И надо же такому случиться — на столике поджидала неведомо как откопанная армянином хозяином гостиницы, видимо, специально для него, полупенсовая лондонская газета из тех, что тоннами пичкает читателей самыми несущественными фактами и с легкостью сочиняет дурно пахнущие подробности, когда тех не хватает. О’Мэлли принялся ее просматривать с нарастающей тревогой, боль мешалась с отвращением. Но постепенно пробудилось чувство юмора, которое помогло вернуться в нормальное, сжатое до человеческих размеров состояние. Улыбнуться его заставило случайное сопоставление некоторых материалов, явно не входившее в намерения газетчиков: на одной странице теснились заметки о железнодорожных катастрофах, заживо сгоревших людях, взрывах, забастовках, разбившихся в лепешку авиаторах и прочих кошмарах, возлагаемых посредством современных изобретений на алтарь лихорадочного прогресса, а на соседней размещались высказывания хвастливого государственного деятеля, воспевавшего покорение природы с помощью современных скоростей передвижения. Способность перемещаться по земному покрову из одной точки в другую за наименьшее время почиталась признаком развития человеческой души.
Напыщенность языка поражала ложным пафосом. А ведь читают подобное многие тысячи людей, покорно внимающих своему лидеру. Как, должно быть, гордятся они, садясь в последнюю модель «пожирателя пространства», переносящего вялые тела служащих из пригородных особнячков с крохотными садиками в огромные магазины, пестующие в покупателях искусственные потребности, а затем их же удовлетворяющие, везущих клерков в бесцветные конторы, а рабочих из темных душных каморок Ист-Энда на бесчисленные фабрики, выпускающие полуподдельные, ненужные товары, взрывчатку и оружие для уничтожения других народов или дешевые продукты травить собственный — все это на несколько минут быстрее, чем на прошлой неделе.

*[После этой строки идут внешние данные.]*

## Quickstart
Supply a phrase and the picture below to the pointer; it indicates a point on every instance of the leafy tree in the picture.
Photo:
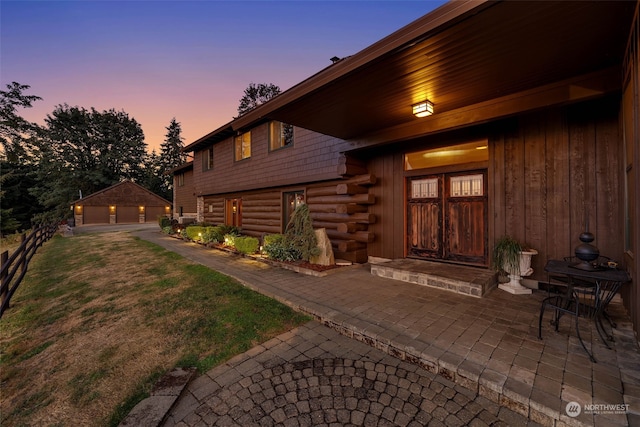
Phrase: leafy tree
(256, 94)
(86, 151)
(17, 167)
(171, 157)
(15, 130)
(153, 177)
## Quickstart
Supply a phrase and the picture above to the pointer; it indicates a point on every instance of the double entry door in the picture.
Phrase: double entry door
(447, 217)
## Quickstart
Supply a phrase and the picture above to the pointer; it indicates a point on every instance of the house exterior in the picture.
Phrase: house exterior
(534, 133)
(122, 203)
(184, 200)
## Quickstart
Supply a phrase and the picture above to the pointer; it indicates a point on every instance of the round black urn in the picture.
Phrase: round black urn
(586, 252)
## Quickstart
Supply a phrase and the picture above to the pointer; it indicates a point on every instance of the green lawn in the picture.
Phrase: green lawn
(100, 317)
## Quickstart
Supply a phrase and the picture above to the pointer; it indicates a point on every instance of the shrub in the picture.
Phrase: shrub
(212, 235)
(230, 240)
(164, 222)
(300, 234)
(229, 229)
(246, 244)
(194, 232)
(277, 248)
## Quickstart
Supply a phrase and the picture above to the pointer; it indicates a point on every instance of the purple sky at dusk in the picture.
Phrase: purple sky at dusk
(190, 60)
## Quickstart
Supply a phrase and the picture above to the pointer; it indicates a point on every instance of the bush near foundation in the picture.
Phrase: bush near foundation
(277, 247)
(194, 232)
(246, 244)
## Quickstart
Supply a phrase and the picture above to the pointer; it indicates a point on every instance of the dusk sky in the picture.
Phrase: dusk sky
(191, 60)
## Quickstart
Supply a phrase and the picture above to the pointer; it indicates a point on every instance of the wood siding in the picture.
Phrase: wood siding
(339, 206)
(313, 157)
(184, 195)
(545, 171)
(631, 166)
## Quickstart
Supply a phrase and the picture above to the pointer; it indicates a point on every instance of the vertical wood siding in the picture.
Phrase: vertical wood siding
(546, 170)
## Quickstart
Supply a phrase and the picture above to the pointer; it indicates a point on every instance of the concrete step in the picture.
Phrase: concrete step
(472, 281)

А затем подумал о сельских жителях и тех людях, кому материальные приобретения вовсе не были необходимы для довольства жизнью, — им по душе смотреть, сердцем стремясь к непреходящим истинам, как восходит или заходит солнце, наблюдать неторопливую смену времен года, рост цветов, деревьев и посевов, величавую поступь процессии природы, отдохновение Матери-Земли.
Спокойствие никуда не спешащей Земли снова умиротворило его душу. О’Мэлли отбросил газету с глаз долой, и ночная тьма за окном тихо поглотила ее…

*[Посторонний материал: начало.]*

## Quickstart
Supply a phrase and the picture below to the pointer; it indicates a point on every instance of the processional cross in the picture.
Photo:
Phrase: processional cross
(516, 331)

В открытое окно вновь проник аромат Земли и протянулась мощная длань темноты. Впечатлительному ирландцу показалось, что слух уловил смех, доносившийся с моря и отражавшийся эхом от гор, а вслед за ним тяжкий вздох — вздох сожаления о древнем мире.

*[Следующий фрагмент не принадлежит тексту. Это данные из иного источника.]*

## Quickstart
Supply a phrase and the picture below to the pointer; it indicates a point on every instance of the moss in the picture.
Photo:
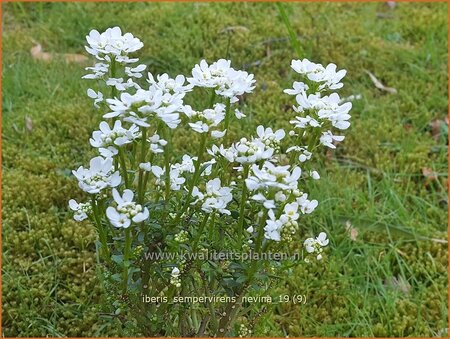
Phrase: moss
(51, 287)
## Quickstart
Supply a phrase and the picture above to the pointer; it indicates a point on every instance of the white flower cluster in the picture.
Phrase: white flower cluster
(100, 175)
(107, 140)
(139, 113)
(175, 277)
(215, 197)
(206, 119)
(140, 107)
(226, 81)
(126, 210)
(318, 109)
(81, 209)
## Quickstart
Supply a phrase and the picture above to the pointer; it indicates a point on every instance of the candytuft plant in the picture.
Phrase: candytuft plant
(185, 238)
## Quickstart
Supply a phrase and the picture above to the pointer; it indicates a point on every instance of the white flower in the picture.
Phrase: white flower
(270, 138)
(186, 165)
(215, 197)
(175, 272)
(156, 143)
(112, 43)
(304, 153)
(273, 227)
(327, 139)
(135, 72)
(81, 209)
(267, 203)
(126, 210)
(117, 83)
(248, 152)
(99, 176)
(97, 71)
(168, 85)
(206, 119)
(327, 76)
(139, 107)
(322, 239)
(332, 110)
(314, 245)
(306, 206)
(175, 179)
(270, 175)
(97, 96)
(145, 166)
(108, 140)
(239, 115)
(298, 88)
(300, 122)
(227, 81)
(290, 213)
(315, 175)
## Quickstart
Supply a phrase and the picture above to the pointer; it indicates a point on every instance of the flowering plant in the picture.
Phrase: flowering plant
(160, 213)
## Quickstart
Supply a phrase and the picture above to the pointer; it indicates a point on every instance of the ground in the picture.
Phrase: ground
(383, 193)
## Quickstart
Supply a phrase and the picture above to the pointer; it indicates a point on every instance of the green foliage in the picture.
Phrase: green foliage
(50, 284)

Прежде чем уснуть, он в качестве антидота прочел страницу книги, которую возил повсюду с собой, книги, написанной под открытым небом, поскольку под крышей жилища нужные мысли автору никак не приходили: «небо в особенности пособляло вдохновению».
Отрывок, прочитанный на ночь, выражал отчасти и его мысли и чувства. Автор, правда, зрел вперед, назвав данную главу «После цивилизации», в то время как он, Теренс, смотрел назад. Но оба видели одно, отчего точное время не имело значения:
С первым ветром весны, когда снег еще не растаял,
Из города я выбрался в леса,
В тот тихий белый край, где голые деревья величественно ждали,
Пока придет к ним человек, приятель и товарищ:
В моем видении из города руин, цивилизаций праха,
Из прошлого обломков, мусора, гниения останков
Узрел я все ж проростки новой жизни!
О, звуки вод, что льются так победно по долам
И омывают погребенный мир!
Так таинство Земли от бремени, рыдая, разрешалось!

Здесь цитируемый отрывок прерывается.